As you will have seen from posts on my Instagram account, I have been absolutely steaming through books recently. An eight day holiday paired with the desire for a bit of escapism from everyday life has got me reaching for fiction more often that I have in years.
Here are three books I’ve recently read that I implore you to pick up on your next trip to the bookshop.
The Tattooist of Auschwitz by Heather Morris
The best book I’ve read since Eleanor Oliphant is Completely Fine, The Tattooist of Auschwitz is based on the true story of Lale Solokov, an Auschwitz survivor. At the start of the tale, Lale sacrifices himself for the sake of his family, unknowingly volunteering for what becomes three years at the infamous concentration camp. The tale follows his imprisonment and how his bravery helped feed and protect some of his fellow campmates and how he unexpectedly found love in the darkest of times.
This book is truly fantastic and is an important reminder that we must never forget the atrocities of the Holocaust. For those interested in Lale Solokov, this is an interesting article.
Adele by Leila Slimani
Following the huge success of her debut novel Lullaby, I was keen to pick up Slimani’s latest offering when it was released back in February. Not one to shy away from the most difficult of subjects (her first book centred around a nanny who murdered the children she cared for), Adele follows the story of a journalist with a sex addiction. Set in Paris, lead protagonist Adele attempts to navigate motherhood, marriage and her career while satisfying her addiction by engaging in quick trysts with strangers, longstanding affairs and even paid-for satisfaction. Difficult to read at times, this story is an insight into addiction and the fall-out that comes with embracing it. At just 224 pages, I devoured this in a single day!

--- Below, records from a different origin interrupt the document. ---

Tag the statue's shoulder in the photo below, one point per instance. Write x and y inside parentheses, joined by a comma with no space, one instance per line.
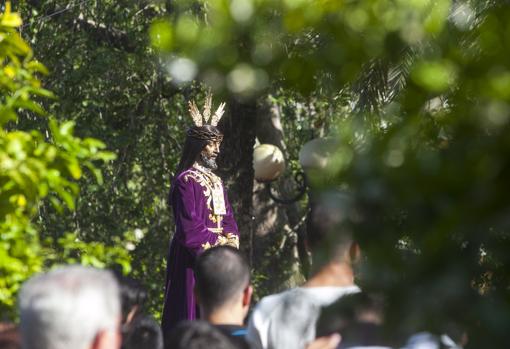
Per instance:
(191,174)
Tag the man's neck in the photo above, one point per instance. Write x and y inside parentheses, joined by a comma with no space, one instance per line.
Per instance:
(224,317)
(332,274)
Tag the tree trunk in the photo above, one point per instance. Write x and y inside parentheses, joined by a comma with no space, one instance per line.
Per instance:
(236,167)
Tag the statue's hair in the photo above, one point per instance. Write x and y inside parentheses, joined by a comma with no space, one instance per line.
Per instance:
(196,140)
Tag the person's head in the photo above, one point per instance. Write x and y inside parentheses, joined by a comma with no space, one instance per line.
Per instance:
(202,145)
(143,333)
(197,335)
(223,281)
(328,232)
(132,296)
(358,318)
(9,336)
(71,307)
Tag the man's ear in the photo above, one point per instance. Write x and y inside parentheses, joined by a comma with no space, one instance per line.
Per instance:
(354,252)
(107,339)
(247,293)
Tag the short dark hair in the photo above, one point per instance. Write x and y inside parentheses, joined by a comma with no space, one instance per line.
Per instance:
(143,332)
(220,273)
(194,145)
(132,294)
(197,334)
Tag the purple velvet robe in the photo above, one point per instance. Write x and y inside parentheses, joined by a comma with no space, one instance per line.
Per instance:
(197,228)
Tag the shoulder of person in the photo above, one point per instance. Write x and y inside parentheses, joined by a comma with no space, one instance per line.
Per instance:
(188,175)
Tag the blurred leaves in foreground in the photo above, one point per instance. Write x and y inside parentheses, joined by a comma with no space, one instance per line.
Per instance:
(37,165)
(427,165)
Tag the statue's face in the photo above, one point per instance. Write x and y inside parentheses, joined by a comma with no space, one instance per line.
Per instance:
(209,154)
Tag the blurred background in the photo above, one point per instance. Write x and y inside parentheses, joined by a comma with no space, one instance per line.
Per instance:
(407,102)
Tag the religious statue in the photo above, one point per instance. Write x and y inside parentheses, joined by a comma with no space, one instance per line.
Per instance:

Anatomy of a Scandal by Sarah Vaughan
A timely read in the current #MeToo era, Anatomy of a Scandal follows the trial of a rape that is alleged to have taken place within the Houses of Parliament between a married male politician and his female assistant, whom he was also having an affair with. This novel is brilliantly written, with the first-person narrator changing between chapters offering fresh perspectives of every situation. Flashbacks littered throughout the book aid the reader’s understanding of events as they unfold, helping us feel part of the story. Aside from a poorly considered twist in the middle, this book is a brilliant tale of crime, heartache and moral dilemma.
What are you reading at the moment? Do you have any recommendations?